Chloride-induced corrosion of steel reinforcement in concrete is one of the major causes for deterioration of reinforced concrete (RC) structures. RC structures exposed to aggressive environmental conditions, such as structures close to the sea or highway bridges and garages exposed to de-icing salts, very often exhibit damage due to corrosion. This damage is usually manifested in the form of cracking and spalling of concrete cover, caused by the expansion of corrosion products around the steel reinforcement bar. Repair of corroded concrete structures results in relatively high direct and indirect costs. Therefore, to predict durability of RC structure it is important to have a numerical tool, which is able to predict corrosion processes and their consequences for the structural safety.
Principally, to predict the rate of rust production and related effects, it is necessary to simulate the following physical, electrochemical and mechanical processes: (1) Transport of capillary water, oxygen and chloride through the concrete cover; (2) Immobilization of chloride in the concrete; (3) Crystallization and dissolution of free chloride as a consequence of drying and wetting of concrete as well as hysteretic property of concrete; (4) Transport of OH- ions through electrolyte in concrete pores; (5) Cathodic and anodic polarization; (6) Transport of corrosion products in concrete and cracks; (7) Creep and shrinkage of concrete and (8) Damage of concrete due to mechanical and non-mechanical actions.

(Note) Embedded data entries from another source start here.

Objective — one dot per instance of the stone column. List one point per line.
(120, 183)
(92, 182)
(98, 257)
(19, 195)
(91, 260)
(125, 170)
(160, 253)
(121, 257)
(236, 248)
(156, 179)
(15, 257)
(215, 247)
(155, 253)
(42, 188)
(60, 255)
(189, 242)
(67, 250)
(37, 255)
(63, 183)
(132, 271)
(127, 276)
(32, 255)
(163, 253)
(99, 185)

In the first part of the presentation an overview of different models developed in the past will be shortly presented and discussed. Subsequently, the recently developed coupled 3D chemo-hygro-thermo-mechanical model for concrete will be presented. The model is aimed to simulate the above mentioned complex non-mechanical and mechanical processes before and after depassivation of steel reinforcement. It was implemented into a 3D FE code and its application and performance will be illustrated through several numerical examples. Furthermore, the differences between accelerated corrosion, usually used in the experimental tests, and natural corrosion will be discussed through several numerical examples. It will be demonstrated that the maximum entropy production related to the corrosion of steel reinforcement leads to maximum corrosion induced damage of concrete. Finally, current and future work related to objective modelling corrosion of steel reinforcement in concrete will be discussed.